I already teach high school students in health, science, and CNA (Certified Nursing Associate) courses. I really enjoy working with them, and I am planning on giving them a tour of St. Elizabeth’s new facility so they can see what kind of resources they can expect at a collegiate level. So, if I had to choose something exclusively besides nursing, I’d want to be a teacher.
WHAT WAS YOUR FIRST JOB IN THE FIELD AFTER YOU COMPLETED YOUR DEGREE?
I worked in Jasper County Hospital for several months. During that time I also became qualified to work as a SANE (Sexual Assault Nurse Examiner) nurse which I continued to do for about 12 years.
WHAT DO YOU DO NOW?
I still work as an ER nurse, but the majority of my schedule is devoted to teaching health, science, and CNA classes at West Central High School in Franksville.
WHAT DO YOU LIKE MOST ABOUT YOUR CURRENT JOB?
Interacting with patients and caring for them. My OB nurses did more than just provide medication and help my physical needs, they educated me and gave me advice. That is what I enjoy giving now.
WHAT PATIENT POPULATION DO YOU SERVE?
Because I work in an ER setting, it’s rare that you can see a pattern in patient populations. People from every age group and background pass through there.
WHAT IS THE TOUGHEST PART OF BEING A NUSE?
Sometimes I wish there were 2 or 3 of me. ER environments can be hectic by default, so I can’t always spend as much time with individuals as I would like. I had to learn early on how to prioritize and work efficiently.

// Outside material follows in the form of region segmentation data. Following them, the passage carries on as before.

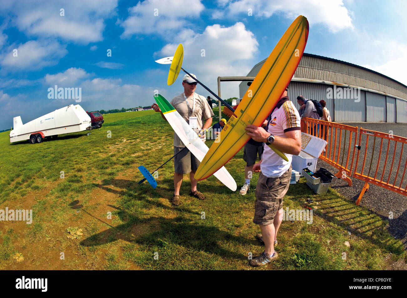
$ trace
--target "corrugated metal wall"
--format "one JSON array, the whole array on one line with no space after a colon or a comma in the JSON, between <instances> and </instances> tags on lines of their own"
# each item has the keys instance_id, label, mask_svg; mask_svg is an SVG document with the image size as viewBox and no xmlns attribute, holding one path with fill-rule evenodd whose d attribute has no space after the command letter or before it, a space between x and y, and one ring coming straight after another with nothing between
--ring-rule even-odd
<instances>
[{"instance_id":1,"label":"corrugated metal wall","mask_svg":"<svg viewBox=\"0 0 407 298\"><path fill-rule=\"evenodd\" d=\"M407 123L407 101L396 99L397 123Z\"/></svg>"},{"instance_id":2,"label":"corrugated metal wall","mask_svg":"<svg viewBox=\"0 0 407 298\"><path fill-rule=\"evenodd\" d=\"M366 121L386 122L386 97L372 92L366 93Z\"/></svg>"},{"instance_id":3,"label":"corrugated metal wall","mask_svg":"<svg viewBox=\"0 0 407 298\"><path fill-rule=\"evenodd\" d=\"M335 99L335 109L334 112L331 112L333 116L331 116L332 120L335 122L363 122L366 121L366 92L363 90L357 93L357 96L351 97L348 96L347 93L344 93L344 89L337 88L337 95L339 90L341 89L341 98ZM335 97L337 96L336 96ZM344 98L344 97L347 97ZM349 98L348 98L349 97Z\"/></svg>"},{"instance_id":4,"label":"corrugated metal wall","mask_svg":"<svg viewBox=\"0 0 407 298\"><path fill-rule=\"evenodd\" d=\"M396 99L389 96L386 97L387 122L396 122Z\"/></svg>"},{"instance_id":5,"label":"corrugated metal wall","mask_svg":"<svg viewBox=\"0 0 407 298\"><path fill-rule=\"evenodd\" d=\"M403 98L407 97L407 87L387 78L368 69L323 57L304 54L294 76L368 88Z\"/></svg>"}]
</instances>

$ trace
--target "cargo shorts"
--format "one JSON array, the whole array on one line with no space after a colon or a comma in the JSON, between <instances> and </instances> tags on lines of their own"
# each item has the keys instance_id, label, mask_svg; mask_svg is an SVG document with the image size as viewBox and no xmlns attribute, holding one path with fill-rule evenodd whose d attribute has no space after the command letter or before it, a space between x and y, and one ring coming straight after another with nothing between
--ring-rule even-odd
<instances>
[{"instance_id":1,"label":"cargo shorts","mask_svg":"<svg viewBox=\"0 0 407 298\"><path fill-rule=\"evenodd\" d=\"M256 146L249 143L246 143L243 151L243 160L246 162L247 166L252 166L256 163L258 153L259 160L261 160L261 155L263 154L263 144L260 146Z\"/></svg>"},{"instance_id":2,"label":"cargo shorts","mask_svg":"<svg viewBox=\"0 0 407 298\"><path fill-rule=\"evenodd\" d=\"M174 147L174 155L184 148L184 147ZM177 174L188 174L191 171L195 172L200 163L198 159L187 149L174 158L174 171Z\"/></svg>"},{"instance_id":3,"label":"cargo shorts","mask_svg":"<svg viewBox=\"0 0 407 298\"><path fill-rule=\"evenodd\" d=\"M282 208L283 198L290 186L290 168L280 177L267 178L260 172L256 188L253 222L267 225L273 223L277 211Z\"/></svg>"}]
</instances>

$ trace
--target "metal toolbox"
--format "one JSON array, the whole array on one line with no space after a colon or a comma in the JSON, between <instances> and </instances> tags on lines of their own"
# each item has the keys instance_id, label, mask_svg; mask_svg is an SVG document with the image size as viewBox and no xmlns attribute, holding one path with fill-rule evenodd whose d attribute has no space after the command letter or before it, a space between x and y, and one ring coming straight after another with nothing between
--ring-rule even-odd
<instances>
[{"instance_id":1,"label":"metal toolbox","mask_svg":"<svg viewBox=\"0 0 407 298\"><path fill-rule=\"evenodd\" d=\"M306 179L306 184L316 194L324 194L328 190L331 183L337 179L335 175L324 168L314 173L308 168L302 169L302 175Z\"/></svg>"}]
</instances>

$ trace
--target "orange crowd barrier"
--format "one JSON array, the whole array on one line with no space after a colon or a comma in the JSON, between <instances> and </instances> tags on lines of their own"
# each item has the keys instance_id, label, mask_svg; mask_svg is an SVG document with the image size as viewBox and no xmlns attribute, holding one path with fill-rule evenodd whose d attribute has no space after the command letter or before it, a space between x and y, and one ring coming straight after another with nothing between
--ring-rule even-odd
<instances>
[{"instance_id":1,"label":"orange crowd barrier","mask_svg":"<svg viewBox=\"0 0 407 298\"><path fill-rule=\"evenodd\" d=\"M304 118L301 121L302 132L328 142L319 158L337 169L335 176L344 179L351 186L349 177L352 175L357 127L311 118Z\"/></svg>"},{"instance_id":2,"label":"orange crowd barrier","mask_svg":"<svg viewBox=\"0 0 407 298\"><path fill-rule=\"evenodd\" d=\"M357 205L369 189L369 183L407 196L407 184L403 184L405 177L407 180L407 153L403 155L407 138L311 118L301 119L301 131L328 142L319 158L339 170L337 177L345 179L349 186L351 177L365 181Z\"/></svg>"},{"instance_id":3,"label":"orange crowd barrier","mask_svg":"<svg viewBox=\"0 0 407 298\"><path fill-rule=\"evenodd\" d=\"M378 154L379 142L380 145ZM363 194L369 189L369 183L407 196L407 185L403 184L407 166L407 158L403 155L404 144L406 143L407 138L405 138L360 128L359 146L365 144L364 152L358 152L353 177L364 181L365 184L356 201L356 205L359 205ZM398 148L400 148L400 152L397 151ZM358 163L359 153L363 155L363 161L360 164ZM400 171L400 166L402 174Z\"/></svg>"}]
</instances>

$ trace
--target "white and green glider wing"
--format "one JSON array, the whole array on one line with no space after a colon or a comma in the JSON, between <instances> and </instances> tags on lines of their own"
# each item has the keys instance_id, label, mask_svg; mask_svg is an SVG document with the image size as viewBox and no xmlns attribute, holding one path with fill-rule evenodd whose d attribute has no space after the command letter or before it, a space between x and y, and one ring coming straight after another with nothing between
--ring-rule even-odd
<instances>
[{"instance_id":1,"label":"white and green glider wing","mask_svg":"<svg viewBox=\"0 0 407 298\"><path fill-rule=\"evenodd\" d=\"M158 94L154 96L154 99L165 119L182 143L198 160L202 161L209 148L164 96ZM235 191L237 189L236 182L224 166L213 175L231 190Z\"/></svg>"}]
</instances>

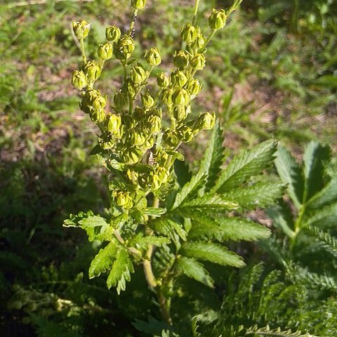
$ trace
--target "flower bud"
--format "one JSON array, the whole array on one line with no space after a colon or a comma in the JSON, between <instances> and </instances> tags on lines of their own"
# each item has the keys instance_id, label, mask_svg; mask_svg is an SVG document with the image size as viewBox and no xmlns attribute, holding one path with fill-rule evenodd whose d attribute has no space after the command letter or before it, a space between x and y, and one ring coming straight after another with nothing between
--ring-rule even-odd
<instances>
[{"instance_id":1,"label":"flower bud","mask_svg":"<svg viewBox=\"0 0 337 337\"><path fill-rule=\"evenodd\" d=\"M178 121L184 120L191 112L190 105L178 105L173 109L173 117Z\"/></svg>"},{"instance_id":2,"label":"flower bud","mask_svg":"<svg viewBox=\"0 0 337 337\"><path fill-rule=\"evenodd\" d=\"M122 155L123 161L125 164L133 164L138 161L143 153L136 147L128 147Z\"/></svg>"},{"instance_id":3,"label":"flower bud","mask_svg":"<svg viewBox=\"0 0 337 337\"><path fill-rule=\"evenodd\" d=\"M185 89L177 89L172 94L172 102L175 105L186 105L190 100L190 94Z\"/></svg>"},{"instance_id":4,"label":"flower bud","mask_svg":"<svg viewBox=\"0 0 337 337\"><path fill-rule=\"evenodd\" d=\"M172 89L166 89L163 91L161 100L166 105L171 105L172 104L172 94L173 91Z\"/></svg>"},{"instance_id":5,"label":"flower bud","mask_svg":"<svg viewBox=\"0 0 337 337\"><path fill-rule=\"evenodd\" d=\"M147 127L152 133L157 133L161 129L161 118L159 116L150 115L146 121Z\"/></svg>"},{"instance_id":6,"label":"flower bud","mask_svg":"<svg viewBox=\"0 0 337 337\"><path fill-rule=\"evenodd\" d=\"M100 65L95 61L87 62L84 70L86 79L90 82L94 82L98 79L101 71Z\"/></svg>"},{"instance_id":7,"label":"flower bud","mask_svg":"<svg viewBox=\"0 0 337 337\"><path fill-rule=\"evenodd\" d=\"M215 122L216 115L214 112L213 114L206 112L199 116L196 127L200 130L210 130L214 126Z\"/></svg>"},{"instance_id":8,"label":"flower bud","mask_svg":"<svg viewBox=\"0 0 337 337\"><path fill-rule=\"evenodd\" d=\"M114 53L118 60L126 60L135 50L135 41L130 35L123 35L114 45Z\"/></svg>"},{"instance_id":9,"label":"flower bud","mask_svg":"<svg viewBox=\"0 0 337 337\"><path fill-rule=\"evenodd\" d=\"M108 114L107 117L107 131L112 135L118 134L121 128L121 117L117 114Z\"/></svg>"},{"instance_id":10,"label":"flower bud","mask_svg":"<svg viewBox=\"0 0 337 337\"><path fill-rule=\"evenodd\" d=\"M146 0L131 0L131 6L134 9L143 9L145 4Z\"/></svg>"},{"instance_id":11,"label":"flower bud","mask_svg":"<svg viewBox=\"0 0 337 337\"><path fill-rule=\"evenodd\" d=\"M100 44L97 50L97 55L102 60L109 60L112 57L112 45L109 43Z\"/></svg>"},{"instance_id":12,"label":"flower bud","mask_svg":"<svg viewBox=\"0 0 337 337\"><path fill-rule=\"evenodd\" d=\"M187 77L184 72L177 70L171 74L171 82L175 86L183 88L187 83Z\"/></svg>"},{"instance_id":13,"label":"flower bud","mask_svg":"<svg viewBox=\"0 0 337 337\"><path fill-rule=\"evenodd\" d=\"M157 77L157 84L160 88L166 88L170 84L170 80L165 76L165 74L161 72L158 74Z\"/></svg>"},{"instance_id":14,"label":"flower bud","mask_svg":"<svg viewBox=\"0 0 337 337\"><path fill-rule=\"evenodd\" d=\"M191 66L195 70L201 70L205 67L205 56L203 54L197 54L191 60Z\"/></svg>"},{"instance_id":15,"label":"flower bud","mask_svg":"<svg viewBox=\"0 0 337 337\"><path fill-rule=\"evenodd\" d=\"M128 104L128 96L119 91L114 95L114 103L117 110L123 109Z\"/></svg>"},{"instance_id":16,"label":"flower bud","mask_svg":"<svg viewBox=\"0 0 337 337\"><path fill-rule=\"evenodd\" d=\"M144 95L140 95L141 100L144 107L150 109L154 105L154 100L153 97L150 94L149 91L147 91Z\"/></svg>"},{"instance_id":17,"label":"flower bud","mask_svg":"<svg viewBox=\"0 0 337 337\"><path fill-rule=\"evenodd\" d=\"M167 128L163 133L163 142L169 147L174 148L178 145L180 140L176 133L171 128Z\"/></svg>"},{"instance_id":18,"label":"flower bud","mask_svg":"<svg viewBox=\"0 0 337 337\"><path fill-rule=\"evenodd\" d=\"M185 51L175 52L173 55L173 64L177 68L185 68L189 63L190 55Z\"/></svg>"},{"instance_id":19,"label":"flower bud","mask_svg":"<svg viewBox=\"0 0 337 337\"><path fill-rule=\"evenodd\" d=\"M121 37L121 29L116 26L107 26L105 29L105 37L107 41L115 42Z\"/></svg>"},{"instance_id":20,"label":"flower bud","mask_svg":"<svg viewBox=\"0 0 337 337\"><path fill-rule=\"evenodd\" d=\"M146 136L144 133L135 132L131 133L131 143L133 145L140 146L143 145L146 141Z\"/></svg>"},{"instance_id":21,"label":"flower bud","mask_svg":"<svg viewBox=\"0 0 337 337\"><path fill-rule=\"evenodd\" d=\"M192 44L197 39L197 30L192 23L185 25L181 30L180 37L187 44Z\"/></svg>"},{"instance_id":22,"label":"flower bud","mask_svg":"<svg viewBox=\"0 0 337 337\"><path fill-rule=\"evenodd\" d=\"M226 24L227 15L223 9L221 11L213 10L213 13L209 18L209 25L212 29L223 28Z\"/></svg>"},{"instance_id":23,"label":"flower bud","mask_svg":"<svg viewBox=\"0 0 337 337\"><path fill-rule=\"evenodd\" d=\"M131 81L138 85L145 81L149 74L148 72L144 69L140 63L137 63L136 65L134 65L131 68L130 74Z\"/></svg>"},{"instance_id":24,"label":"flower bud","mask_svg":"<svg viewBox=\"0 0 337 337\"><path fill-rule=\"evenodd\" d=\"M157 48L152 48L145 53L146 62L150 65L157 66L161 62L161 56Z\"/></svg>"},{"instance_id":25,"label":"flower bud","mask_svg":"<svg viewBox=\"0 0 337 337\"><path fill-rule=\"evenodd\" d=\"M201 91L202 85L198 79L190 79L186 86L186 89L190 93L192 98L197 97Z\"/></svg>"},{"instance_id":26,"label":"flower bud","mask_svg":"<svg viewBox=\"0 0 337 337\"><path fill-rule=\"evenodd\" d=\"M81 89L86 86L86 75L81 70L74 70L72 84L77 89Z\"/></svg>"},{"instance_id":27,"label":"flower bud","mask_svg":"<svg viewBox=\"0 0 337 337\"><path fill-rule=\"evenodd\" d=\"M81 40L85 39L89 34L90 25L86 21L74 21L72 22L72 30L75 37L79 40Z\"/></svg>"}]
</instances>

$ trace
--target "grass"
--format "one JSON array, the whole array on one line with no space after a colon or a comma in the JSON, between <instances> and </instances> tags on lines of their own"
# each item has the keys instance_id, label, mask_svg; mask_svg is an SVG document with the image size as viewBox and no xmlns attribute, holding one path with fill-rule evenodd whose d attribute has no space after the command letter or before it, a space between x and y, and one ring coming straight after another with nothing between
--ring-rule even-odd
<instances>
[{"instance_id":1,"label":"grass","mask_svg":"<svg viewBox=\"0 0 337 337\"><path fill-rule=\"evenodd\" d=\"M179 48L179 27L192 8L188 1L149 2L136 23L138 43L157 45L163 54L172 55ZM225 145L233 151L275 137L295 152L319 139L336 153L337 16L331 1L326 1L330 11L312 5L295 13L289 1L267 1L263 7L265 1L251 2L209 46L201 79L204 94L196 110L218 112ZM117 299L102 280L88 282L83 270L97 244L85 244L81 233L61 227L70 213L89 207L103 211L106 202L103 172L87 155L95 130L79 111L70 83L79 60L71 22L81 18L91 22L91 43L97 44L105 24L126 22L127 3L65 0L29 6L5 0L0 5L1 336L36 336L39 327L57 324L60 331L79 326L72 336L80 336L81 329L95 336L98 319L104 322L102 336L118 331L126 336L123 324L136 331L126 323L131 316L146 318L139 303L121 305L128 296L137 298L137 286ZM218 6L215 1L201 3L200 15ZM94 48L89 46L89 51L93 57ZM120 75L112 62L101 81L109 88L107 93L113 92ZM206 137L201 135L199 144L204 145ZM197 159L202 147L184 150ZM18 293L14 284L36 301L54 294L48 308L54 308L57 299L70 302L55 315L25 304L8 310Z\"/></svg>"}]
</instances>

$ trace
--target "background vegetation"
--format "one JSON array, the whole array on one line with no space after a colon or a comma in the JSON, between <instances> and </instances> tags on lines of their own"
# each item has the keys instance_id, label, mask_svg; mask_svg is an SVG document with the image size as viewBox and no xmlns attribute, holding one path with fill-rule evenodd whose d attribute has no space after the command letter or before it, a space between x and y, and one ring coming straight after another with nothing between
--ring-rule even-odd
<instances>
[{"instance_id":1,"label":"background vegetation","mask_svg":"<svg viewBox=\"0 0 337 337\"><path fill-rule=\"evenodd\" d=\"M87 243L81 231L61 226L69 213L89 208L99 213L107 200L99 165L88 157L95 130L79 112L70 85L79 60L71 22L90 22L92 43L97 45L106 25L128 22L128 1L29 2L4 0L0 5L0 333L160 334L158 326L165 326L156 320L155 306L148 305L150 292L140 291L147 287L141 274L119 297L107 291L104 279L89 282L87 270L99 244ZM201 1L201 15L227 2ZM136 22L137 43L157 44L163 55L172 55L180 27L192 11L188 1L149 1ZM243 326L249 333L246 329L258 323L270 324L272 329L282 326L337 335L336 12L333 0L246 0L209 48L201 79L203 94L195 112L217 112L228 154L270 138L281 141L298 161L310 140L330 148L311 143L303 168L284 149L279 154L281 178L286 181L282 176L285 167L286 171L303 169L298 177L304 180L287 181L290 199L270 209L269 216L250 216L268 226L273 219L275 235L258 247L235 246L249 261L242 280L234 282L232 273L237 272L224 268L215 270L216 293L192 287L188 310L180 310L185 322L194 317L194 336L244 336L233 331ZM88 48L93 55L93 47ZM119 71L112 64L100 85L112 93ZM183 149L191 161L199 158L208 137L205 133L197 146ZM310 158L321 163L315 164L311 176ZM275 169L272 174L276 173ZM303 211L296 206L298 191L317 177L322 180L310 197L321 192L321 199L316 197L316 206L312 201ZM330 197L322 201L322 195ZM310 199L300 197L303 204ZM326 213L319 217L316 212L324 207ZM293 217L289 216L291 211ZM296 224L298 228L305 224L296 239L291 236ZM267 268L253 267L261 260L267 262ZM247 293L247 289L253 290ZM270 301L279 308L277 318L267 315ZM241 307L229 310L234 303ZM292 321L294 316L301 317L299 326ZM179 333L183 334L183 325Z\"/></svg>"}]
</instances>

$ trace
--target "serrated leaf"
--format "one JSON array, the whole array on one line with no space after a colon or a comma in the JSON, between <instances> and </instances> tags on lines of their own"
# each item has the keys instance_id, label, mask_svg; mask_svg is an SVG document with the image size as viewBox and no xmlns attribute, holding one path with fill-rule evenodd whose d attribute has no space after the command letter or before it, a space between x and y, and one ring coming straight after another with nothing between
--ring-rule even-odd
<instances>
[{"instance_id":1,"label":"serrated leaf","mask_svg":"<svg viewBox=\"0 0 337 337\"><path fill-rule=\"evenodd\" d=\"M192 179L184 185L182 189L176 195L172 209L176 209L185 201L188 201L194 193L195 193L206 181L206 175L204 172L199 172L192 177Z\"/></svg>"},{"instance_id":2,"label":"serrated leaf","mask_svg":"<svg viewBox=\"0 0 337 337\"><path fill-rule=\"evenodd\" d=\"M318 142L310 142L303 154L305 192L303 202L324 186L324 161L330 159L330 149Z\"/></svg>"},{"instance_id":3,"label":"serrated leaf","mask_svg":"<svg viewBox=\"0 0 337 337\"><path fill-rule=\"evenodd\" d=\"M111 242L105 248L100 249L89 267L89 279L100 276L101 273L110 270L114 263L118 246Z\"/></svg>"},{"instance_id":4,"label":"serrated leaf","mask_svg":"<svg viewBox=\"0 0 337 337\"><path fill-rule=\"evenodd\" d=\"M330 227L337 224L337 204L324 207L310 215L304 223L307 226Z\"/></svg>"},{"instance_id":5,"label":"serrated leaf","mask_svg":"<svg viewBox=\"0 0 337 337\"><path fill-rule=\"evenodd\" d=\"M274 204L282 196L284 188L282 182L257 183L251 186L231 190L221 195L224 199L237 202L243 209L255 209Z\"/></svg>"},{"instance_id":6,"label":"serrated leaf","mask_svg":"<svg viewBox=\"0 0 337 337\"><path fill-rule=\"evenodd\" d=\"M174 242L177 242L177 235L183 241L186 241L187 233L179 223L166 218L160 218L152 223L156 232L169 237Z\"/></svg>"},{"instance_id":7,"label":"serrated leaf","mask_svg":"<svg viewBox=\"0 0 337 337\"><path fill-rule=\"evenodd\" d=\"M151 216L160 216L166 213L166 209L157 207L147 207L143 210L144 214Z\"/></svg>"},{"instance_id":8,"label":"serrated leaf","mask_svg":"<svg viewBox=\"0 0 337 337\"><path fill-rule=\"evenodd\" d=\"M223 163L223 131L218 119L199 168L200 172L205 172L207 175L206 190L213 186L221 171L221 165Z\"/></svg>"},{"instance_id":9,"label":"serrated leaf","mask_svg":"<svg viewBox=\"0 0 337 337\"><path fill-rule=\"evenodd\" d=\"M277 152L275 166L281 179L288 184L288 193L293 204L299 209L303 199L304 179L300 166L283 146Z\"/></svg>"},{"instance_id":10,"label":"serrated leaf","mask_svg":"<svg viewBox=\"0 0 337 337\"><path fill-rule=\"evenodd\" d=\"M183 272L188 277L194 279L205 286L214 287L214 280L211 277L209 272L204 267L204 265L194 258L181 257L178 260L177 267L178 271Z\"/></svg>"},{"instance_id":11,"label":"serrated leaf","mask_svg":"<svg viewBox=\"0 0 337 337\"><path fill-rule=\"evenodd\" d=\"M245 265L242 258L226 247L213 242L189 242L185 243L181 254L189 258L206 260L222 265L241 267Z\"/></svg>"},{"instance_id":12,"label":"serrated leaf","mask_svg":"<svg viewBox=\"0 0 337 337\"><path fill-rule=\"evenodd\" d=\"M107 279L107 287L110 289L112 286L117 286L117 293L119 295L121 290L125 290L126 281L131 279L131 273L133 272L133 265L127 251L120 247Z\"/></svg>"},{"instance_id":13,"label":"serrated leaf","mask_svg":"<svg viewBox=\"0 0 337 337\"><path fill-rule=\"evenodd\" d=\"M234 211L239 208L237 203L227 200L221 194L206 193L202 197L195 198L179 207L179 211L193 211L193 210L204 210L205 211L215 210L215 211Z\"/></svg>"},{"instance_id":14,"label":"serrated leaf","mask_svg":"<svg viewBox=\"0 0 337 337\"><path fill-rule=\"evenodd\" d=\"M261 173L274 159L277 147L276 141L267 140L235 156L223 171L211 192L225 192Z\"/></svg>"},{"instance_id":15,"label":"serrated leaf","mask_svg":"<svg viewBox=\"0 0 337 337\"><path fill-rule=\"evenodd\" d=\"M333 178L325 187L308 200L305 207L311 210L319 209L336 201L337 201L337 178Z\"/></svg>"}]
</instances>

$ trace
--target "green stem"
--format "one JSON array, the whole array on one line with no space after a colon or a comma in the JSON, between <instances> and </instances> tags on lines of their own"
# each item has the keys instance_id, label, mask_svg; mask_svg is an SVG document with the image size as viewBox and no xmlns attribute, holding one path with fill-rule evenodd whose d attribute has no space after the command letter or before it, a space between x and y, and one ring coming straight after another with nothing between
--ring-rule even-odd
<instances>
[{"instance_id":1,"label":"green stem","mask_svg":"<svg viewBox=\"0 0 337 337\"><path fill-rule=\"evenodd\" d=\"M195 20L197 20L197 15L198 14L199 2L199 0L195 0L194 13L193 14L193 20L192 21L192 24L193 25L195 23Z\"/></svg>"}]
</instances>

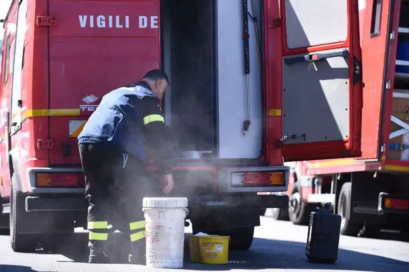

HOW DO YOU SEE YOURSELF AND YOUR NURSING PRACTICE THROUGH THE LENS OF THE SCHOOL'S MISSION OF PREPARING NURSES TO CONTINUE CHRIST'S HEALING MINISTRY?
Compassion is essential, but beyond that is caring for patients when they go on and leave our care. Educating patients while they’re within our care can oftentimes help prevent further damage down the road.
WHAT DO YOU DO WHEN YOU ARE NOT AT WORK?
I love spending time with my husband and our two boys. Whatever I’m doing, as long as it’s with them, I am happy.